Doctor Who: Day of the Daleks

Doctor Who: Day of the Daleks June 8, 2013

Day of the Daleks” is one of the episodes from the Jon Pertwee era that I clearly remember seeing when I was younger. It may well be the first story I encountered which featured a temporal paradox – time travel from the future to the present in an attempt to stop something from happening, only for it to turn out that the time travelers actually caused the event in the first place.

It is also the first episode I remember seeing and thinking, as the Doctor sought to escape from Daleks, “Quick, run up some stairs!”

For those interested in the show’s intersection with religion, there is material of interest. When a time traveler from the future first appears, and then disappears, the man who saw it interprets it as a ghost. And the Doctor speaks rather disdainfully of the “unimaginative nature of the military mind” when the Brigadier scoffs at talk of ghosts. Once more, the Doctor at once seems to debunk the supernatural, and to affirm its reality when understood as something explicable in scientific terms.

The episode also explores some very serious ethical questions. The time travelers come from a future where ongoing human war (“Humans are always squabbling over something”) left Earth vulnerable, and the Daleks took over. And so they have come back to kill the person they believe was responsible for causing that state of war. They ask whether killing one man to save millions is still murder.

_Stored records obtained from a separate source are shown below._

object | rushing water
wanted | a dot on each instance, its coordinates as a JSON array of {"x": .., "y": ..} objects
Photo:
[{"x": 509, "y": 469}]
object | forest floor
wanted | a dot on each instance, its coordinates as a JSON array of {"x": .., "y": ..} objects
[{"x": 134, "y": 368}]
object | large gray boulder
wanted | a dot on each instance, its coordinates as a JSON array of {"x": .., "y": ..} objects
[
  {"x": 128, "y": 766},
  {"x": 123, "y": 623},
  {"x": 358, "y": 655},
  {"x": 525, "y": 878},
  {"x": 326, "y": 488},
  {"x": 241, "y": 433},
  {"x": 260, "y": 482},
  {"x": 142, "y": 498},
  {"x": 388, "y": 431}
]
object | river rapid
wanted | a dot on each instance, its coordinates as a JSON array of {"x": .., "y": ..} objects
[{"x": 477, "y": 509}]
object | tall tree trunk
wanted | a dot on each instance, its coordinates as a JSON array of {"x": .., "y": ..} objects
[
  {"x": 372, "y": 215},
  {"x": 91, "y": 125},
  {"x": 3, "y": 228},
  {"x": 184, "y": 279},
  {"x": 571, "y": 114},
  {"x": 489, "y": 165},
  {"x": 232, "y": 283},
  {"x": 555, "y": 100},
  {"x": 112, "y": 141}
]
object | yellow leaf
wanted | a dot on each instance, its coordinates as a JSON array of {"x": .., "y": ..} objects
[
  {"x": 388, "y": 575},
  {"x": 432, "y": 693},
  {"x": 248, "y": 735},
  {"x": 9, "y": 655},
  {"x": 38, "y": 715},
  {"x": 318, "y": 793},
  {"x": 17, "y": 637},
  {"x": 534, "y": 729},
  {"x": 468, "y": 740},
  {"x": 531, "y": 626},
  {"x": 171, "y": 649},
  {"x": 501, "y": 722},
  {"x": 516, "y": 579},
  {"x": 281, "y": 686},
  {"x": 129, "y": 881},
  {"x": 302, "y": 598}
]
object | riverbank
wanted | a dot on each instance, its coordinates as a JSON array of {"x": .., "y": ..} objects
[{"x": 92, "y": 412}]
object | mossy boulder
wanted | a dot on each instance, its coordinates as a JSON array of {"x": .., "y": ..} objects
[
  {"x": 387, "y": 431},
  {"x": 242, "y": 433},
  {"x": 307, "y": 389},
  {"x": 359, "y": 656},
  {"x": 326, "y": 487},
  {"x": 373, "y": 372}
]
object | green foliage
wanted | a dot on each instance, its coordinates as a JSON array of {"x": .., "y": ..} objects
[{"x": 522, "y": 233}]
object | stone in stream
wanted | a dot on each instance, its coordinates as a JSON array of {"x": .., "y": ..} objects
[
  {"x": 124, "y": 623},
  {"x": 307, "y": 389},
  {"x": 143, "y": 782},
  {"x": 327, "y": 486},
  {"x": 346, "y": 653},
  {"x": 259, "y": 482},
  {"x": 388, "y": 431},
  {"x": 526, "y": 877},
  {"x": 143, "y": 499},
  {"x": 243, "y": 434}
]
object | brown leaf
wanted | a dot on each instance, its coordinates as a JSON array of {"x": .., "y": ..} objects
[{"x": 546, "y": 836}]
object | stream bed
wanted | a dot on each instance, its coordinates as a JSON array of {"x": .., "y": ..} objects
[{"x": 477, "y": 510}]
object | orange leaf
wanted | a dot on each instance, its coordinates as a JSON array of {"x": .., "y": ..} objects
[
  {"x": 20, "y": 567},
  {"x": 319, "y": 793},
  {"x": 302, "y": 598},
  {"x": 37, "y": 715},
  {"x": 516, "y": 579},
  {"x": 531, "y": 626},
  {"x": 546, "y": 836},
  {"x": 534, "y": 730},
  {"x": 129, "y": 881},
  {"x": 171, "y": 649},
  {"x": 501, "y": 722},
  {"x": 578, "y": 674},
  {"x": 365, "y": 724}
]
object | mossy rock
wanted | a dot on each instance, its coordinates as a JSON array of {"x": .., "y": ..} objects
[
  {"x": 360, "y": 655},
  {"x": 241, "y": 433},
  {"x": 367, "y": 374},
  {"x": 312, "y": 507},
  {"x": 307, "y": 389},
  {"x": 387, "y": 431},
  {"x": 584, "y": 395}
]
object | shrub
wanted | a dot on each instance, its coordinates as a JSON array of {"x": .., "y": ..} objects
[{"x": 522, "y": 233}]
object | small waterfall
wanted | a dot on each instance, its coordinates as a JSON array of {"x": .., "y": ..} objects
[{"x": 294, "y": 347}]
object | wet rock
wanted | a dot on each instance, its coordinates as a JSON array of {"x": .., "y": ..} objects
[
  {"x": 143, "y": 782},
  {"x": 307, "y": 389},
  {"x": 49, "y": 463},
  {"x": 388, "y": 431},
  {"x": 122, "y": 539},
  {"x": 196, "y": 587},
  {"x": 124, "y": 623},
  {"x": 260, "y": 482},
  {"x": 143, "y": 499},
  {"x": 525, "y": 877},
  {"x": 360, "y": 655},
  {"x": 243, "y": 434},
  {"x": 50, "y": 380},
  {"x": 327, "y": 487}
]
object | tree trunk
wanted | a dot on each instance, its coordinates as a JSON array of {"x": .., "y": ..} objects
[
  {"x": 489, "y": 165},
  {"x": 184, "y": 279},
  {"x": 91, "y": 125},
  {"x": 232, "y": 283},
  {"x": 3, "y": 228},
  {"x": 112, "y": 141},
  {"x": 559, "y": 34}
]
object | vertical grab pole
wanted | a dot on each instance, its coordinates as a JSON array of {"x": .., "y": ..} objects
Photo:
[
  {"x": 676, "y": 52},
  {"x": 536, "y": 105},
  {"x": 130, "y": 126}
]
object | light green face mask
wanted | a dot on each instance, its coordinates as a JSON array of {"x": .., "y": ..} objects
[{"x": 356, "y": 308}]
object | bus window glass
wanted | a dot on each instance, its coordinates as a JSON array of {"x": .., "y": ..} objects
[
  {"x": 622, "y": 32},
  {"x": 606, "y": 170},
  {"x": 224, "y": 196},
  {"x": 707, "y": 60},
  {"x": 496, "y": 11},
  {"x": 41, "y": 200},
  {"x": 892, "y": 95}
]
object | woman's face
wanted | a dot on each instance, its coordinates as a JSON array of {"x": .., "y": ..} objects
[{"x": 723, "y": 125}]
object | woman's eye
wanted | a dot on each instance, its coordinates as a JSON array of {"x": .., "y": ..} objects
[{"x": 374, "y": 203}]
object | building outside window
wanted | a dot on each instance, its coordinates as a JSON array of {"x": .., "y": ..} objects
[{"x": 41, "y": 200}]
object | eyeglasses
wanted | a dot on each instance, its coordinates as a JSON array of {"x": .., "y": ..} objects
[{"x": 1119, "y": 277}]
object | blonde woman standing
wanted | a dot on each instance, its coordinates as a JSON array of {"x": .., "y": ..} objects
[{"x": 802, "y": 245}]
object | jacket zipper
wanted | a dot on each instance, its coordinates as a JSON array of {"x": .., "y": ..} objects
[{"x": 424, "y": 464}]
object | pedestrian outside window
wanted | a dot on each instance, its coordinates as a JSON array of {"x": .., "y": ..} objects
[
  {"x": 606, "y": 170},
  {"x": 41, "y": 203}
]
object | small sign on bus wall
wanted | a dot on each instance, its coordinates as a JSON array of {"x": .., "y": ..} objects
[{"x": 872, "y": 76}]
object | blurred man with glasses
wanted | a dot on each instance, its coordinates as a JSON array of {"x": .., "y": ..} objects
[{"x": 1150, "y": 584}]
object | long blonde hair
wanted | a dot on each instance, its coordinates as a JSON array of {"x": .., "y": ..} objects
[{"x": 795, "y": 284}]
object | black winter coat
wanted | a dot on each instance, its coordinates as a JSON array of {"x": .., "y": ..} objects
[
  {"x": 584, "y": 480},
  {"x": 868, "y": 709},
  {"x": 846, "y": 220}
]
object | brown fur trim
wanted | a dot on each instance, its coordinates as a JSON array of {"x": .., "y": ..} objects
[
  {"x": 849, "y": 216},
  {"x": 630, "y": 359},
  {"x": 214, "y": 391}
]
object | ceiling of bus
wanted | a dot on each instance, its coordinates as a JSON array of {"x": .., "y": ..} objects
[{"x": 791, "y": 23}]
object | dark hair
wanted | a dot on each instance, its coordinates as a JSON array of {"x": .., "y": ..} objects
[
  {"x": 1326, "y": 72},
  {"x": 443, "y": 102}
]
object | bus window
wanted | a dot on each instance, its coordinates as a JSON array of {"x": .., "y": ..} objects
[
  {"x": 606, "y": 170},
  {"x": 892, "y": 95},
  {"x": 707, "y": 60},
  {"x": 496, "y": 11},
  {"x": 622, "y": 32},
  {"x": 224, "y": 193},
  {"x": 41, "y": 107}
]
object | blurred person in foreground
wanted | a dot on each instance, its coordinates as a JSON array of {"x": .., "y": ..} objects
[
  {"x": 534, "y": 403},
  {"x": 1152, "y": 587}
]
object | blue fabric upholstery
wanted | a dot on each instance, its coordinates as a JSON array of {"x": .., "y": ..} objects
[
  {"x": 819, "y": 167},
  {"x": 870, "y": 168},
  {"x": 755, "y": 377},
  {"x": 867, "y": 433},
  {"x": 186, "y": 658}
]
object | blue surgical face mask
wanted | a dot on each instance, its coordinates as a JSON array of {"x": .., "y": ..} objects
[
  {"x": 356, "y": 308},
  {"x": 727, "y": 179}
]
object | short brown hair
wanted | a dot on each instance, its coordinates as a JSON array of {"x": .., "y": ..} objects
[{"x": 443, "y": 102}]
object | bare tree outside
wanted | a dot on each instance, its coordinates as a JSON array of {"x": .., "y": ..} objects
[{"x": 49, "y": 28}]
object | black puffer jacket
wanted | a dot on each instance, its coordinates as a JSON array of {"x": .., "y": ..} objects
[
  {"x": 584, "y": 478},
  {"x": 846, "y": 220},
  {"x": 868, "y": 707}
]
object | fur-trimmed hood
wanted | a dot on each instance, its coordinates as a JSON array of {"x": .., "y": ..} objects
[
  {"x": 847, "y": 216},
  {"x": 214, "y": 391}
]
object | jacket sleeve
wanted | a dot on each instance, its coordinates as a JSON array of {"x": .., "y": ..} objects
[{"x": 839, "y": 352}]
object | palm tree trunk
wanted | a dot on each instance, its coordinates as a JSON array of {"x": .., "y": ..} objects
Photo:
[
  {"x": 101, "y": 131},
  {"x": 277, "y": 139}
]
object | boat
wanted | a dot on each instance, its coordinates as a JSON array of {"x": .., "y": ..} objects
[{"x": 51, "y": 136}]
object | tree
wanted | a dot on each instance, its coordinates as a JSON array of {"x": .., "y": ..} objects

The Doctor says at one point, “Changing history is a very fanatical idea.” And that applies not only to trying to time travel to the past and rewrite it. Trying to change what history will be from a future perspective is also rather fanatical. (There is a great SMBC cartoon about trying to change history through time travel which is relevant to this topic).

The figure of the controller is also an interesting one to look at in relation to moral questions. Is it better to be a quisling and help save lives, or to fight? It can be easy to treat the answer to such a question as simple and straightforward, but in practice things are more complex.

If you’ve seen the episode, what did you think of it? And what’s the first story you read or watched that features a temporal paradox?